My experience has been the exact opposite, if the developers understand what the business is trying to accomplish and what the incentives are then they are in a much better position to prioritize and build the right thing. Every single time I’ve seen 6 months of work on a useless or low value feature it has been the result of the dev team getting requests via some PM telephone game.
This is a tricky balance. Developers can also get overwhelmed with requests for estimates, automation tasks, etc etc, and get annoyed that people have so much contact with them. But it is a tricky balance; there's no obvious solution.
Sometimes it's helpful to have some division of labor between field/sales/support engineers who go to handhold customers, understand their particular problems, and prototype fixes, and "product engineers" who have less customer interaction.
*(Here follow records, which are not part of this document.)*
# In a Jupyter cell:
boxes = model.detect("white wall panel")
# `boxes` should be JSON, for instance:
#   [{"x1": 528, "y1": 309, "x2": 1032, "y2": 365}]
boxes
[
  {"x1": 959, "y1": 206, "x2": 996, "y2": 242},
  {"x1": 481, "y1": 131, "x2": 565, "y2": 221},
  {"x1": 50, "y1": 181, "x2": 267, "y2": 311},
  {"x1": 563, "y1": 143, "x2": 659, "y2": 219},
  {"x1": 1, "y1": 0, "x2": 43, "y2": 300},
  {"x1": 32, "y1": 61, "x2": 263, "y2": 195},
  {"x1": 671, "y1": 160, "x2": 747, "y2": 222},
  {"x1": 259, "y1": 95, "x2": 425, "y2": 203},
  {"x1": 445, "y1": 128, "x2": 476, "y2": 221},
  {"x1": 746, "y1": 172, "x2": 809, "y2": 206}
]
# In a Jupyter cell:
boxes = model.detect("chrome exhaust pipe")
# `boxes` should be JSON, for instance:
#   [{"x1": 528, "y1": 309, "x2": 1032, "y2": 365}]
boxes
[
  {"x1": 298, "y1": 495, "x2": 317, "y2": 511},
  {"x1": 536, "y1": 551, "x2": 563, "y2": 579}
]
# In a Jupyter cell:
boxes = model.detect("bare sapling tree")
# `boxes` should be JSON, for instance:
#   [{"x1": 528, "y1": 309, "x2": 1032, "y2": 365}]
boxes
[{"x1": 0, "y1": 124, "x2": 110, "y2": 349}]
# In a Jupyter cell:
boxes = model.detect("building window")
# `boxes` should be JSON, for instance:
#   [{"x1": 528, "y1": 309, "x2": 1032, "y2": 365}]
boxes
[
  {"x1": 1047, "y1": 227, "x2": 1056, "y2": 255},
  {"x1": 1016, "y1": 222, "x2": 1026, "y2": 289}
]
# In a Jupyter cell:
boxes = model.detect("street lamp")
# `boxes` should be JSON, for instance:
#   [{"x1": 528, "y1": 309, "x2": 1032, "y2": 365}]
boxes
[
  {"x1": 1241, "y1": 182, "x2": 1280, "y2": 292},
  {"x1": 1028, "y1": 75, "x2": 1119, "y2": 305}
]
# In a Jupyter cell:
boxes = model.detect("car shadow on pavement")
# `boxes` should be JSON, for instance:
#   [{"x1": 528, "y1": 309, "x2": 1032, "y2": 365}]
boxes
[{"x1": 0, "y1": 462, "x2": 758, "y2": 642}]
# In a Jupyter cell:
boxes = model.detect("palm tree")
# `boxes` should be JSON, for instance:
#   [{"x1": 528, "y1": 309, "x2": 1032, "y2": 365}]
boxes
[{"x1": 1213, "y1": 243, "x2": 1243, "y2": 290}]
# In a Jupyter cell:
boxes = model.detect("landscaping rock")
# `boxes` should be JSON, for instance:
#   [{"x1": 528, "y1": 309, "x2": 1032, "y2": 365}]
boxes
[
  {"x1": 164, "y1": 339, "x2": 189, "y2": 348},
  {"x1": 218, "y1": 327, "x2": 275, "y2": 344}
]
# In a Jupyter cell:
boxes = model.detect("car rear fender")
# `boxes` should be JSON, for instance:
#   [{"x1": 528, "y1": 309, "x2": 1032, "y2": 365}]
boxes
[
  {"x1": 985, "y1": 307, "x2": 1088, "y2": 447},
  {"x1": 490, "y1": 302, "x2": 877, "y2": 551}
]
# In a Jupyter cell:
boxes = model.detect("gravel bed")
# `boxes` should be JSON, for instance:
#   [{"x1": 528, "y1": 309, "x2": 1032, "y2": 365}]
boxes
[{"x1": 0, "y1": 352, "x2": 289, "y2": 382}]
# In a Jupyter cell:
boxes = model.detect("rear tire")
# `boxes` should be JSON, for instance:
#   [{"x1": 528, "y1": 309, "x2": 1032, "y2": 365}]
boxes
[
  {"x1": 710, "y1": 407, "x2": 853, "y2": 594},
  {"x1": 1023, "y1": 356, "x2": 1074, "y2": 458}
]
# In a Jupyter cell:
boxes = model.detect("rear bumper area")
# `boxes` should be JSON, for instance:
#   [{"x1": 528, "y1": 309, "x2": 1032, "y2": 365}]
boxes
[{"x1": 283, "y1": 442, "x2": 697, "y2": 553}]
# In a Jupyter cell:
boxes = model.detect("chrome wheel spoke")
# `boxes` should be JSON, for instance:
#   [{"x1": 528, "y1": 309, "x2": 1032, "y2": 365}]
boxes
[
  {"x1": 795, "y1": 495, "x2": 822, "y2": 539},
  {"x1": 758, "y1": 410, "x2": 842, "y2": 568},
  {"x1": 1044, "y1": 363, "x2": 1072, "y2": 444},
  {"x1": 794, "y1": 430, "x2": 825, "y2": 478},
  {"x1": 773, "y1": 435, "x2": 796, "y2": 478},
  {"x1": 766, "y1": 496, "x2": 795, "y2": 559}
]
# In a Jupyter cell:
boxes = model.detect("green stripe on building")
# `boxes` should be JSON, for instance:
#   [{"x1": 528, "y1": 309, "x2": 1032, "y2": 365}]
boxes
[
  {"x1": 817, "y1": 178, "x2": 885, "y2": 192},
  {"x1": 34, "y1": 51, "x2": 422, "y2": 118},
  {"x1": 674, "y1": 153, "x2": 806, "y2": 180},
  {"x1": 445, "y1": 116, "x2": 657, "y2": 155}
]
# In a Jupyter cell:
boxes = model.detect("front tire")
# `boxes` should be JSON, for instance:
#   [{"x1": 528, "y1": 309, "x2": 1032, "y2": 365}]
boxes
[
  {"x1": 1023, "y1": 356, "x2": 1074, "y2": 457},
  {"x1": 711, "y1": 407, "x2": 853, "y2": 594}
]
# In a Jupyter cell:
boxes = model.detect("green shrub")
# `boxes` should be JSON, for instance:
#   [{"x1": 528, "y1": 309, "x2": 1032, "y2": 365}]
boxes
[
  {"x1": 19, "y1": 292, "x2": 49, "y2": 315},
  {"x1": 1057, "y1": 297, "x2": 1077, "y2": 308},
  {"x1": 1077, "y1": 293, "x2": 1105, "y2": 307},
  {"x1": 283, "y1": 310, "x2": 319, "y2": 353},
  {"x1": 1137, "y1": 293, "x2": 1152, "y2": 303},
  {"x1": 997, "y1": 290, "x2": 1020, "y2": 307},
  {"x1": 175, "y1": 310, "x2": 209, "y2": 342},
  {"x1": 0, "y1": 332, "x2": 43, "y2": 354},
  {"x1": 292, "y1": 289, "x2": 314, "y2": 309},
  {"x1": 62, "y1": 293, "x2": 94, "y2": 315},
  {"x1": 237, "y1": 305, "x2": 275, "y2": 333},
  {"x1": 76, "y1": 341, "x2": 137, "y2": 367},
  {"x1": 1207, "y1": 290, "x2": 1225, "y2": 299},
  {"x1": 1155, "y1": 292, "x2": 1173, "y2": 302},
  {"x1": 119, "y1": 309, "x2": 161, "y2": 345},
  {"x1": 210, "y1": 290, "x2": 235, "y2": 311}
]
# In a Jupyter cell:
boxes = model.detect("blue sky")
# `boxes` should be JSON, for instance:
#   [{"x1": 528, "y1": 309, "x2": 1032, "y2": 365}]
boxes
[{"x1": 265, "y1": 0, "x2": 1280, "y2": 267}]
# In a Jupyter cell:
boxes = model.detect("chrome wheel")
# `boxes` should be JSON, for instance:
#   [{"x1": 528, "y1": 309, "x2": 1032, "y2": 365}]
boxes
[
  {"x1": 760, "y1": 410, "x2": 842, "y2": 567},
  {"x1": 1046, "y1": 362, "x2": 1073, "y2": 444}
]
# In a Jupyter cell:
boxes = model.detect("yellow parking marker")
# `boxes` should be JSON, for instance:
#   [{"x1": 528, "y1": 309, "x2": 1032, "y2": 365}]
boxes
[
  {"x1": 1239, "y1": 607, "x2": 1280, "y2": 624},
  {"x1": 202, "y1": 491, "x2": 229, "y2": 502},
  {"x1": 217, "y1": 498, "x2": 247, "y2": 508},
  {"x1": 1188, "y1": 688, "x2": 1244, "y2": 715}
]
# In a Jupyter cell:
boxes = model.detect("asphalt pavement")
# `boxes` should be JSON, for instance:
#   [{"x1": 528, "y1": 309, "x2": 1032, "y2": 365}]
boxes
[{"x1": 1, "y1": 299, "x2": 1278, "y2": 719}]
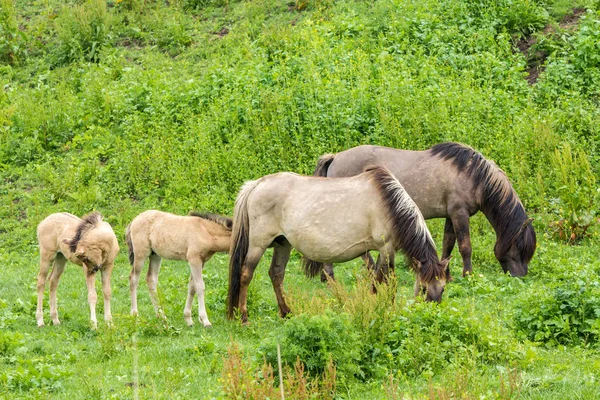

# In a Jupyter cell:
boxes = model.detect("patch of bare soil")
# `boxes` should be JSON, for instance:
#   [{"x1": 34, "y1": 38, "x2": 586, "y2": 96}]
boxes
[
  {"x1": 213, "y1": 27, "x2": 229, "y2": 38},
  {"x1": 517, "y1": 7, "x2": 587, "y2": 84}
]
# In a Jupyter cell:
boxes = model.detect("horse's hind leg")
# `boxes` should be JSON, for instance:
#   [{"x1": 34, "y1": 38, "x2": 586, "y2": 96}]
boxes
[
  {"x1": 184, "y1": 276, "x2": 195, "y2": 327},
  {"x1": 442, "y1": 218, "x2": 456, "y2": 281},
  {"x1": 450, "y1": 212, "x2": 472, "y2": 276},
  {"x1": 129, "y1": 250, "x2": 149, "y2": 317},
  {"x1": 36, "y1": 249, "x2": 55, "y2": 327},
  {"x1": 48, "y1": 253, "x2": 67, "y2": 325},
  {"x1": 239, "y1": 246, "x2": 267, "y2": 324},
  {"x1": 147, "y1": 254, "x2": 164, "y2": 319},
  {"x1": 268, "y1": 242, "x2": 292, "y2": 318}
]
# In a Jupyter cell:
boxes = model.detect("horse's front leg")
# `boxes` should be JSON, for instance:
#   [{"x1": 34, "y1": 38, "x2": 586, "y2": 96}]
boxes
[
  {"x1": 320, "y1": 263, "x2": 335, "y2": 282},
  {"x1": 85, "y1": 267, "x2": 98, "y2": 329},
  {"x1": 451, "y1": 211, "x2": 472, "y2": 276},
  {"x1": 188, "y1": 257, "x2": 211, "y2": 327},
  {"x1": 101, "y1": 263, "x2": 114, "y2": 326},
  {"x1": 442, "y1": 218, "x2": 456, "y2": 281},
  {"x1": 268, "y1": 243, "x2": 292, "y2": 318},
  {"x1": 48, "y1": 254, "x2": 67, "y2": 325}
]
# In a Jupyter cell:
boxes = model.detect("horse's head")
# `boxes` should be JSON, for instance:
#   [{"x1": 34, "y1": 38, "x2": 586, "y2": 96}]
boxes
[
  {"x1": 412, "y1": 257, "x2": 450, "y2": 303},
  {"x1": 494, "y1": 218, "x2": 536, "y2": 277}
]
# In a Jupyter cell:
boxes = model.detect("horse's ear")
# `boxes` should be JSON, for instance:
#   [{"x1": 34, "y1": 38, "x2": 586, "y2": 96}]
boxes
[{"x1": 441, "y1": 256, "x2": 452, "y2": 267}]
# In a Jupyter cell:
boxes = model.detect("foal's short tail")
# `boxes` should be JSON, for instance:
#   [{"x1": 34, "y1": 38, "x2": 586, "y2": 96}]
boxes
[
  {"x1": 313, "y1": 153, "x2": 335, "y2": 177},
  {"x1": 227, "y1": 180, "x2": 260, "y2": 320},
  {"x1": 125, "y1": 224, "x2": 134, "y2": 266}
]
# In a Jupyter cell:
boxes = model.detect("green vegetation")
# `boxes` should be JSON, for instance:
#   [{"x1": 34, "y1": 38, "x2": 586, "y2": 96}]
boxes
[{"x1": 1, "y1": 0, "x2": 599, "y2": 397}]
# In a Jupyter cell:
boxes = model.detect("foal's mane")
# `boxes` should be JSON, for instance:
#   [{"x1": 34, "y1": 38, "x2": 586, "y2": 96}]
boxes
[
  {"x1": 430, "y1": 142, "x2": 535, "y2": 263},
  {"x1": 68, "y1": 212, "x2": 103, "y2": 253},
  {"x1": 189, "y1": 212, "x2": 233, "y2": 230},
  {"x1": 367, "y1": 166, "x2": 444, "y2": 283}
]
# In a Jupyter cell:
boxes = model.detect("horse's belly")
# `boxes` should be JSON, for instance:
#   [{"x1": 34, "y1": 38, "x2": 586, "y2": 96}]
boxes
[{"x1": 290, "y1": 238, "x2": 373, "y2": 264}]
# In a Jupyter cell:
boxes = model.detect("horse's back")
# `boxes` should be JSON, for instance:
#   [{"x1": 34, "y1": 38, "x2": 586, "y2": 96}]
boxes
[
  {"x1": 326, "y1": 145, "x2": 472, "y2": 218},
  {"x1": 37, "y1": 213, "x2": 81, "y2": 252}
]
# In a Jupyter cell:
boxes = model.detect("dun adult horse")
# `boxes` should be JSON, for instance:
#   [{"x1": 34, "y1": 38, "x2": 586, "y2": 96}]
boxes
[
  {"x1": 314, "y1": 143, "x2": 536, "y2": 279},
  {"x1": 227, "y1": 166, "x2": 449, "y2": 324},
  {"x1": 126, "y1": 210, "x2": 232, "y2": 327},
  {"x1": 36, "y1": 212, "x2": 119, "y2": 329}
]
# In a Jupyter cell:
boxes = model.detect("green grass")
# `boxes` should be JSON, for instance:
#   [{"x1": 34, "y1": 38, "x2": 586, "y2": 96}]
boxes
[{"x1": 1, "y1": 0, "x2": 600, "y2": 398}]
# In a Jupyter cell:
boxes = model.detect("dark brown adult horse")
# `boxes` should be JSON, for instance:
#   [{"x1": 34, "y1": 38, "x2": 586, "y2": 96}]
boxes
[{"x1": 314, "y1": 143, "x2": 536, "y2": 279}]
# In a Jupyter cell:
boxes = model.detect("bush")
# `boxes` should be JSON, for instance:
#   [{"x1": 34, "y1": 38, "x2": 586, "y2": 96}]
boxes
[
  {"x1": 549, "y1": 143, "x2": 599, "y2": 242},
  {"x1": 514, "y1": 278, "x2": 600, "y2": 346},
  {"x1": 0, "y1": 0, "x2": 26, "y2": 64},
  {"x1": 259, "y1": 310, "x2": 361, "y2": 384},
  {"x1": 53, "y1": 0, "x2": 113, "y2": 65}
]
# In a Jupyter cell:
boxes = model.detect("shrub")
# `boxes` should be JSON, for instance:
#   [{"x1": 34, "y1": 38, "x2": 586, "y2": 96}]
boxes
[
  {"x1": 259, "y1": 309, "x2": 361, "y2": 385},
  {"x1": 514, "y1": 278, "x2": 600, "y2": 346},
  {"x1": 221, "y1": 341, "x2": 336, "y2": 399},
  {"x1": 549, "y1": 143, "x2": 599, "y2": 242},
  {"x1": 53, "y1": 0, "x2": 113, "y2": 65},
  {"x1": 0, "y1": 0, "x2": 26, "y2": 64}
]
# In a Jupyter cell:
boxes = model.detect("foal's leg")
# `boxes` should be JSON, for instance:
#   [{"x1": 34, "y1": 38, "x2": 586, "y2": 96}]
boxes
[
  {"x1": 188, "y1": 257, "x2": 212, "y2": 327},
  {"x1": 146, "y1": 254, "x2": 164, "y2": 318},
  {"x1": 48, "y1": 254, "x2": 67, "y2": 326},
  {"x1": 101, "y1": 263, "x2": 114, "y2": 326},
  {"x1": 239, "y1": 247, "x2": 266, "y2": 324},
  {"x1": 268, "y1": 243, "x2": 292, "y2": 318},
  {"x1": 36, "y1": 249, "x2": 55, "y2": 327},
  {"x1": 442, "y1": 218, "x2": 456, "y2": 281},
  {"x1": 184, "y1": 276, "x2": 196, "y2": 327},
  {"x1": 85, "y1": 267, "x2": 99, "y2": 329},
  {"x1": 451, "y1": 212, "x2": 473, "y2": 276},
  {"x1": 129, "y1": 251, "x2": 149, "y2": 317}
]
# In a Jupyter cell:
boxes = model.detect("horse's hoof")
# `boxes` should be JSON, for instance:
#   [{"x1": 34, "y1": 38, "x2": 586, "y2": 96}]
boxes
[
  {"x1": 52, "y1": 319, "x2": 61, "y2": 326},
  {"x1": 203, "y1": 323, "x2": 213, "y2": 328},
  {"x1": 37, "y1": 321, "x2": 45, "y2": 327},
  {"x1": 185, "y1": 320, "x2": 194, "y2": 327},
  {"x1": 90, "y1": 322, "x2": 98, "y2": 330}
]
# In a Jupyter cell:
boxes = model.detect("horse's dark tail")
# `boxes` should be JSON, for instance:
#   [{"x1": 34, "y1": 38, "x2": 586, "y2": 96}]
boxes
[
  {"x1": 227, "y1": 180, "x2": 260, "y2": 320},
  {"x1": 125, "y1": 224, "x2": 134, "y2": 266},
  {"x1": 313, "y1": 153, "x2": 335, "y2": 177},
  {"x1": 301, "y1": 257, "x2": 324, "y2": 278}
]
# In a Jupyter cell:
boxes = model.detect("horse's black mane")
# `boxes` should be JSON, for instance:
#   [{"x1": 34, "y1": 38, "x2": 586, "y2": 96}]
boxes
[
  {"x1": 367, "y1": 166, "x2": 444, "y2": 283},
  {"x1": 430, "y1": 142, "x2": 535, "y2": 263},
  {"x1": 68, "y1": 212, "x2": 102, "y2": 253},
  {"x1": 189, "y1": 212, "x2": 233, "y2": 230}
]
This is somewhat similar to the SRE/SWE split at places like Google.
If I were designing an organization with such a division of labor, those wouldn't be different job descriptions but different activities within a single job description; maybe I'd spend 22 days a month doing product-engineer stuff like adding features, and 3 days a month doing support-engineer stuff like visiting customer sites, diagnosing customer problems, and answering calls, while maybe hatchnyc would prefer to spend 22 days a month doing support-engineer stuff and 3 days a month doing product-engineer stuff. The reason is that, doing either activity, you gain an enormous amount of knowledge that's crucial to the other activity, but very difficult to even put into words, much less into a knowledge base.